Und ein Werk das noch einige Jahre früher entstand "Zemire et Azor" (1771) - ebenfalls ein orientalisches Sujet, war vor allem auch in Wien sehr beliebt.
Das Werk scheint von allen Werken Gretrys das in Europa am häufigsten gespielte zu sein.
Dieses Werk wurde auch nachweislich am Dessauer Hoftheater am 31.07.1795 gespielt, scheint also eine längere Wirkung gehabt zu haben.

Neben Grétry wurden auch d'Alayracs (1753-1809) Opern "Die Wilden" - "Azémia ou les Sauvages" (1786) - und "Rudolf von Creki" -
"Raoul, sire de Créqui" (1789) - am 05.09.1794 bzw. 26.07.1795 gegeben. In der Ouverture von "Les Sauvages" von d'Alayrac taucht auch das Motiv des berühmten Tanzes aus dem letzten Entrée "Les Sauvages" (1736) aus Rameaus Oper "Les Indes Galantes" auf.

Quelle:
Michael North: "Genuss und Glück des Lebens. Kulturkonsum im Zeitalter der Aufklärung" Köln ; Weimar ; Wien -Böhlau - 2003 S.186-187
 
Wenn auch aus dem ganz späten 18.Jh. ist mir nun wiederum eine Aufführung einer eindeutig französischen Oper untergekommen. "La Caravane du Caire", eine von den erfolgreichsten Opern von André Ernest Modeste Grétry wurde 1797 in Hamburg aufgeführt.
Die Premiere dieser Opéra ballet wurde am 30. Oktober 1783 vor dem Hof zu Fontainebleau gegeben.
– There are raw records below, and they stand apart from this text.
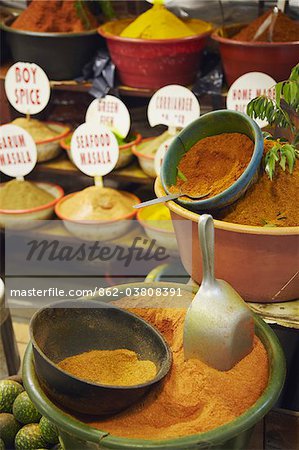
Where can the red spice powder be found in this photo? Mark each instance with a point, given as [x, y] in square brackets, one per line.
[285, 30]
[53, 16]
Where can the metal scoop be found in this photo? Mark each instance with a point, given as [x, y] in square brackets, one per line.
[219, 327]
[167, 198]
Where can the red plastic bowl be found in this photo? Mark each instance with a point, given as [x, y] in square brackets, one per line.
[274, 58]
[155, 63]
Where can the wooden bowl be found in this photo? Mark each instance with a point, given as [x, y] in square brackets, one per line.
[72, 327]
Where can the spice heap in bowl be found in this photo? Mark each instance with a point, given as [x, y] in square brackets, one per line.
[47, 136]
[24, 203]
[213, 160]
[180, 411]
[257, 235]
[97, 359]
[97, 213]
[59, 36]
[272, 53]
[146, 50]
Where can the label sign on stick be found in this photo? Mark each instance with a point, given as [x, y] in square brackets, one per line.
[159, 156]
[18, 153]
[111, 112]
[174, 106]
[27, 88]
[246, 88]
[94, 149]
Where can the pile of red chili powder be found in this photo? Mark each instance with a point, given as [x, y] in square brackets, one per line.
[285, 30]
[55, 16]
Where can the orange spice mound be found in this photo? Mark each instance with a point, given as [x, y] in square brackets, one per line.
[120, 367]
[268, 203]
[194, 397]
[285, 30]
[214, 163]
[53, 16]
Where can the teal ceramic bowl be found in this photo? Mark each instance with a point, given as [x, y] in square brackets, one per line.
[211, 124]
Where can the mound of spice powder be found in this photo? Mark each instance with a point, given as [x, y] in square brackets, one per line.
[285, 30]
[213, 164]
[194, 397]
[55, 16]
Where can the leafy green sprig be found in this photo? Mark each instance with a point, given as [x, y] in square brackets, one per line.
[283, 153]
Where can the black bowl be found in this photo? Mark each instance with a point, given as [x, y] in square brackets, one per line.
[75, 326]
[61, 55]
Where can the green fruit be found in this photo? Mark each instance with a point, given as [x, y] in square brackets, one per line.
[24, 410]
[29, 437]
[49, 431]
[9, 390]
[16, 378]
[8, 429]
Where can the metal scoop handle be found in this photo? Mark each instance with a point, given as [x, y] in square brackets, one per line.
[206, 238]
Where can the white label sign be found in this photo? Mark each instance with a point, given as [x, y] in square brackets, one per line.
[159, 156]
[174, 106]
[27, 88]
[18, 153]
[94, 149]
[246, 88]
[111, 112]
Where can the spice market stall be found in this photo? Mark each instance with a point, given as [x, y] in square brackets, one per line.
[129, 130]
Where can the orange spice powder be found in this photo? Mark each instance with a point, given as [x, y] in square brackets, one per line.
[213, 164]
[194, 397]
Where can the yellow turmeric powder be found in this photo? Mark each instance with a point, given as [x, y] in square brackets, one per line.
[111, 367]
[18, 195]
[159, 23]
[194, 398]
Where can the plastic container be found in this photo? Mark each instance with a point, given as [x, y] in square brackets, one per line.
[154, 63]
[61, 55]
[212, 124]
[273, 58]
[233, 436]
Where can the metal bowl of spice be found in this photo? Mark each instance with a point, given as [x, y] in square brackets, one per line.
[213, 160]
[95, 358]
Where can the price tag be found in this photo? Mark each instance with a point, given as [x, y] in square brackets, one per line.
[18, 153]
[111, 112]
[174, 106]
[94, 149]
[27, 88]
[246, 88]
[159, 156]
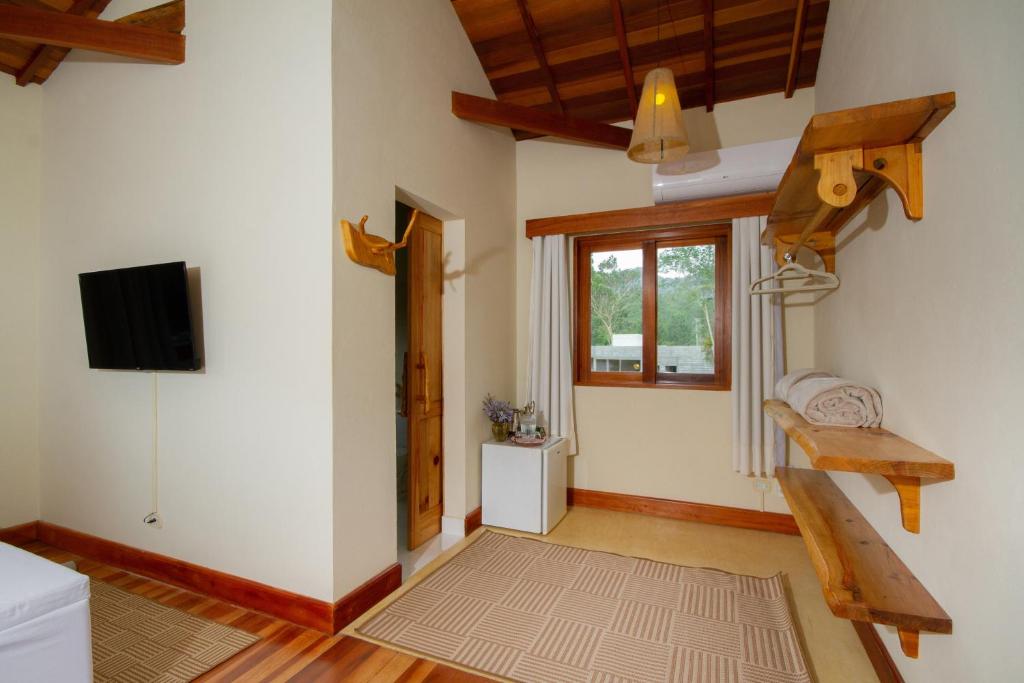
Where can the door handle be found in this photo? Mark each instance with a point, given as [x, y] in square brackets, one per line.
[425, 396]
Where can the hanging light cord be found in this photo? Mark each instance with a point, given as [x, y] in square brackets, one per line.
[156, 444]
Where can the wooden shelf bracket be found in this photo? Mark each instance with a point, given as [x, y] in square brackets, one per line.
[900, 167]
[844, 161]
[872, 451]
[908, 489]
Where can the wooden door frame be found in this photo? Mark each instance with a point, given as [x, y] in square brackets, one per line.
[413, 374]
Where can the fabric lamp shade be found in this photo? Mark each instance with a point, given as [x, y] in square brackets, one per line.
[658, 133]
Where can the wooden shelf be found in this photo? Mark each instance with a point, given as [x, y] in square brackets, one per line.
[869, 451]
[844, 160]
[861, 577]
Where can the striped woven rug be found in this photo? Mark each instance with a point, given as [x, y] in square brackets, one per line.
[527, 610]
[137, 640]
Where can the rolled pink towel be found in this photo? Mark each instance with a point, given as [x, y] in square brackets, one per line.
[825, 399]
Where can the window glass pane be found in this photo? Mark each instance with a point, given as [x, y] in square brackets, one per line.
[616, 310]
[686, 309]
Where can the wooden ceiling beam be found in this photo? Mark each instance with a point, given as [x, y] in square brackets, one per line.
[481, 110]
[624, 54]
[542, 58]
[43, 52]
[710, 54]
[799, 25]
[662, 215]
[126, 40]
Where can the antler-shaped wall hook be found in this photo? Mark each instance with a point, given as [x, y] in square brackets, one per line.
[371, 250]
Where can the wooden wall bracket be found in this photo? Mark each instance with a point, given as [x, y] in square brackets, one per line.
[908, 641]
[900, 167]
[845, 160]
[908, 489]
[897, 166]
[371, 250]
[871, 451]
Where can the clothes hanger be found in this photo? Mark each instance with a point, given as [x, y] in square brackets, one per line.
[793, 270]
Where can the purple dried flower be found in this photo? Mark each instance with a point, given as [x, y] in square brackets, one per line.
[498, 411]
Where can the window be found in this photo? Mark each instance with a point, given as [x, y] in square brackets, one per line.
[653, 308]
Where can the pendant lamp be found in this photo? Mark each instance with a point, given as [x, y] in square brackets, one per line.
[658, 133]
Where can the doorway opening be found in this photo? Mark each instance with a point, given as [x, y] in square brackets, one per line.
[420, 395]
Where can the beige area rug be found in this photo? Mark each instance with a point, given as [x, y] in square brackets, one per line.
[523, 609]
[137, 640]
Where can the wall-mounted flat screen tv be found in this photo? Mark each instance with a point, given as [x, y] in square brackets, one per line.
[138, 318]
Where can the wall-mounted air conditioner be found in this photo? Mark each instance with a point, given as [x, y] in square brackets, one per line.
[750, 168]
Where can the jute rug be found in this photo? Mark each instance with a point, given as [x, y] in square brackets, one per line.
[137, 640]
[527, 610]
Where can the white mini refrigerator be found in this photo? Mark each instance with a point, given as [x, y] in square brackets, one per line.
[524, 486]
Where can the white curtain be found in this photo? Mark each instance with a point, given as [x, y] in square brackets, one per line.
[757, 353]
[550, 361]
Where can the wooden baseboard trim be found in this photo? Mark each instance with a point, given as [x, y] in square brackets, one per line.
[20, 534]
[293, 607]
[698, 512]
[473, 520]
[885, 668]
[300, 609]
[366, 596]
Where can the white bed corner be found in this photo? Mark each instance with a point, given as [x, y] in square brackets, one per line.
[45, 633]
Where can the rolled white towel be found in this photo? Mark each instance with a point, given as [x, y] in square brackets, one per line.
[836, 401]
[783, 386]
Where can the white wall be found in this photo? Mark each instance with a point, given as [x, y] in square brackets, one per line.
[394, 67]
[659, 442]
[19, 187]
[223, 162]
[931, 312]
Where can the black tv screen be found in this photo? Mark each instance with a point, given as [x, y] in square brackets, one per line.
[138, 318]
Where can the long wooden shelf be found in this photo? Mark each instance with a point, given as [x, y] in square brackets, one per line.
[869, 451]
[845, 160]
[861, 578]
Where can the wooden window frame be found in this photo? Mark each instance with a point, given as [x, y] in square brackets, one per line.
[649, 242]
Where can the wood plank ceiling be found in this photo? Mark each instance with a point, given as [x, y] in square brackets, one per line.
[142, 35]
[587, 58]
[30, 62]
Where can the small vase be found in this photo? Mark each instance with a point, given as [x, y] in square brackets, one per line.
[500, 430]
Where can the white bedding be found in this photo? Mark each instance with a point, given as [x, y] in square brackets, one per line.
[45, 634]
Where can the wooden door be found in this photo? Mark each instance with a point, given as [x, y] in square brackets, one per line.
[426, 461]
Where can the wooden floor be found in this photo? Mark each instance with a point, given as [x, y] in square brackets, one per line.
[287, 652]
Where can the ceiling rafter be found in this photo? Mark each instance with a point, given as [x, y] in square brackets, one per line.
[44, 52]
[624, 54]
[481, 110]
[37, 26]
[799, 26]
[744, 52]
[710, 54]
[542, 58]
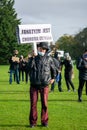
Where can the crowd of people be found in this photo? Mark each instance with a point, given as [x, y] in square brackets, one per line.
[44, 69]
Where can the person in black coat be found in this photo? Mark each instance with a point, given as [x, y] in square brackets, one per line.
[82, 67]
[42, 73]
[68, 72]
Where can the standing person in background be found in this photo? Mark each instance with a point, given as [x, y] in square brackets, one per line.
[14, 67]
[26, 68]
[40, 69]
[68, 72]
[21, 68]
[60, 75]
[82, 67]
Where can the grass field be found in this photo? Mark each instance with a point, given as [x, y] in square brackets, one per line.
[65, 112]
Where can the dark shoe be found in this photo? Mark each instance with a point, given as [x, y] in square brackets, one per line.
[45, 125]
[80, 100]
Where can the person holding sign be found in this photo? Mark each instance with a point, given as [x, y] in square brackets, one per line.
[14, 67]
[42, 73]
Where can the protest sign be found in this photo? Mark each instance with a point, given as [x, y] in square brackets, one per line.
[34, 33]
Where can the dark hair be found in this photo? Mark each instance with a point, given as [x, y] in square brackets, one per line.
[85, 50]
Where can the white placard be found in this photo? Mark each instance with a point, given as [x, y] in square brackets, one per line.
[31, 33]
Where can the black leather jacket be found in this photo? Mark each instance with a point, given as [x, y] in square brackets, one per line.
[82, 67]
[41, 71]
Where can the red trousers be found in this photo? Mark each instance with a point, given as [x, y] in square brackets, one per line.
[33, 105]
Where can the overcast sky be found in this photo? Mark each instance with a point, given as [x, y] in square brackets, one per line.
[65, 16]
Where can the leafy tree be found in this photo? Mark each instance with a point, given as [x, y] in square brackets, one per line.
[8, 24]
[67, 43]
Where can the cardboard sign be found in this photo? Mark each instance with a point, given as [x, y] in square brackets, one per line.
[34, 33]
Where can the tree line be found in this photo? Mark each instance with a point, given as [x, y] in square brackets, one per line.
[8, 40]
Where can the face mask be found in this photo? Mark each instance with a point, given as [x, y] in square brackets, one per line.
[41, 53]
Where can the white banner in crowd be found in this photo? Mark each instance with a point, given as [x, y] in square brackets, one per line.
[34, 33]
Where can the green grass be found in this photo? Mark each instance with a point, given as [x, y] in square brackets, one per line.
[65, 112]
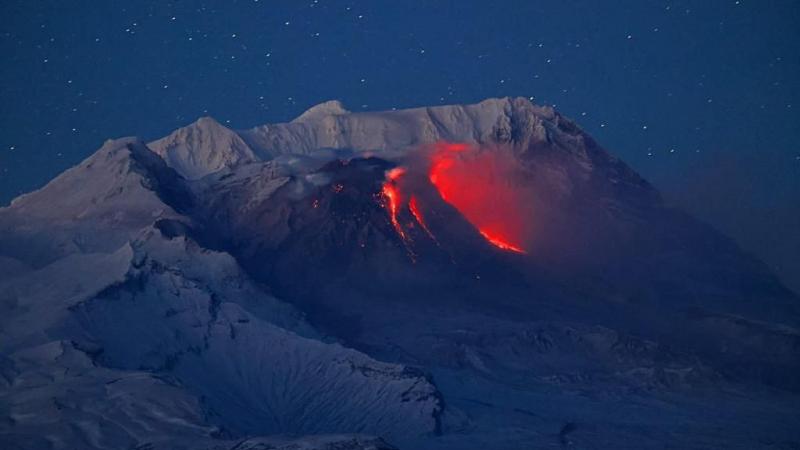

Leider gab das Buch, wo ich es fand nicht viel mehr her, als dass bei der Aufführung in Hamburg erstmalig eine Schute auf der Bühne getragen worden sein soll. Es wird nichtmal gesagt, welche Rolle sie trug, wobei ich auf eine der vielen Sklavinnen tippen würde.
Gerade in Hamburg könnte ich mir das Sklaventhema der Oper als ganz interessant für das Publikum vorstellen. Man denke an die Opferstöcke für Spenden für die gefangenen Hamburger Schiffsleute, die man damit aus dem Los in den Händen der Barbaresken freikaufen wollte.
 
"Damaliges Opernwesen"

Im Laufe seiner Erzählungen und Anektoden kommt Goethe zu dem Entschluss, auch hier für das bessere Verständnis, kurz einige Worte über die Oper der damaligen Zeit zu verlieren.

"... muß ich mir eine kleine Abschweifung erlauben, um von dem damaligen Opernwesen einigen Begriff zu geben."

Er weist dabei in erster Linie auf einen Mann namens Marchand hin. Weiter beschreibt er ihn, wie jeden!, sehr ausführlich, was ich jedoch hier nicht im Genauen aufgreifen will.
Deshalb nur kurz: Theobald Marchand lebte von 1741 bis 1800 und war Schauspieler und Theaterdirektor in Frankfurt, der, nach Goethes Meinung, sich sehr für das ihm anvertraute Theater engagierte.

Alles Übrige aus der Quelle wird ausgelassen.